What does it actually look like, being salt and light right now, today, in the specific life you are living? I don’t think it looks like a grand gesture. I think it looks like kindness. In what you say and what you don’t say. In the words you choose, when you could choose sharper ones. In the action you take when doing nothing would be so much easier. It looks like showing up with humility instead of certainty, and authenticity instead of performance. It looks like saying something true instead of something impressive. It looks like healing rather than harm, in moments so small they don’t even feel like moments.
That doesn’t trend. It doesn’t get applause. Most of the time, no one notices, including you. You just do the next small thing and trust that salt does what salt does, even when you don’t get to see it.

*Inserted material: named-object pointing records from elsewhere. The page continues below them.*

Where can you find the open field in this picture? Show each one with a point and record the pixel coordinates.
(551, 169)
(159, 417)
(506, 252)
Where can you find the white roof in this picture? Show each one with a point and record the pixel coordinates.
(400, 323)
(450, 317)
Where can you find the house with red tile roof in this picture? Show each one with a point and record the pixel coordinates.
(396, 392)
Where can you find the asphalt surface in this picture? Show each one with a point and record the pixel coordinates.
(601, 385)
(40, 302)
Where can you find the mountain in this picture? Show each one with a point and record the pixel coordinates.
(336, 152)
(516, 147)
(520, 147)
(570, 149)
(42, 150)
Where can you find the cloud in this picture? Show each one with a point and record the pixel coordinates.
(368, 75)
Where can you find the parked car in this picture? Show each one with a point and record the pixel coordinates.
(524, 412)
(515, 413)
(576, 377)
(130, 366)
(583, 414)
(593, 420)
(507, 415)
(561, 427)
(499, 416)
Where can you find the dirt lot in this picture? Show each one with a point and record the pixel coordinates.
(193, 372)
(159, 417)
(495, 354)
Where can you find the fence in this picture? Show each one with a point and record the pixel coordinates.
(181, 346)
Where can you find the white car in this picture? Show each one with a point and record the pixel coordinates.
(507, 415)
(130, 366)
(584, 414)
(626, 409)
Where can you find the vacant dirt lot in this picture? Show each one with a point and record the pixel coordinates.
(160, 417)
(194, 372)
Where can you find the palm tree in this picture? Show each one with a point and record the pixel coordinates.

Maybe that’s the whole point. Maybe Jesus wasn’t describing a strategy. Maybe he was describing a posture. A way of moving through the world that is so consistent, so embedded, so genuinely present to the people around you, that it stops being something you do and starts being something you are. Most days, I feel more like someone who wants to be salt and light than someone who confidently is. But I keep coming back to the present tense. You are. Not when you get it right. Not when you feel spiritually prepared or emotionally available or adequately rested. Now. Here. As you are. Blessed are you who are trying.
You who sent the text you weren’t sure anyone needed. Who chose the gentler word when the sharper one was right there and honestly would have felt so satisfying. Who stayed in the hard conversation a little longer than was comfortable. Who showed up, again, for someone who may not have noticed. Blessed are you who don’t know if any of it is working. Who go home wondering. Who do the next kind thing and then the next one after that, without a scoreboard, without a sign, without anyone pulling you aside to say that mattered. You are making a difference. Please keep going.
Blessed are you living in this specific, difficult, beautiful, exhausting moment in history, this world that is so loud and so divided and so desperately in need of people who will choose, imperfectly and daily, to heal rather than harm. To be humble when the culture rewards performance. To be authentic when the world keeps asking you to be more.
That is salt. That is light. Not the grand gesture. Not the viral moment. The ordinary, faithful, often invisible work of being genuinely present to the people right in front of you. You are the salt of the earth. You are the light of the world. Jesus said so first. And he has not changed his mind about you.
* Article “Light” in Leland Ryken, James C. Wilhoit and Tremper Longman III, general editors, Dictionary of Biblical Imagery. Downers Grove, IL: InterVarsity Press, 1998, p. 509.
** John Stott, The Message of the Sermon on the Mount. Downers Grove, IL: InterVarsity Press, 1978, p. 60.
*** William Barclay, Daily Study Bible Series: The Gospel of Matthew—Volume 1 Chapters 1–10 (Revised Edition). Louisville: Westminster John Knox Press, 1976, p. 125.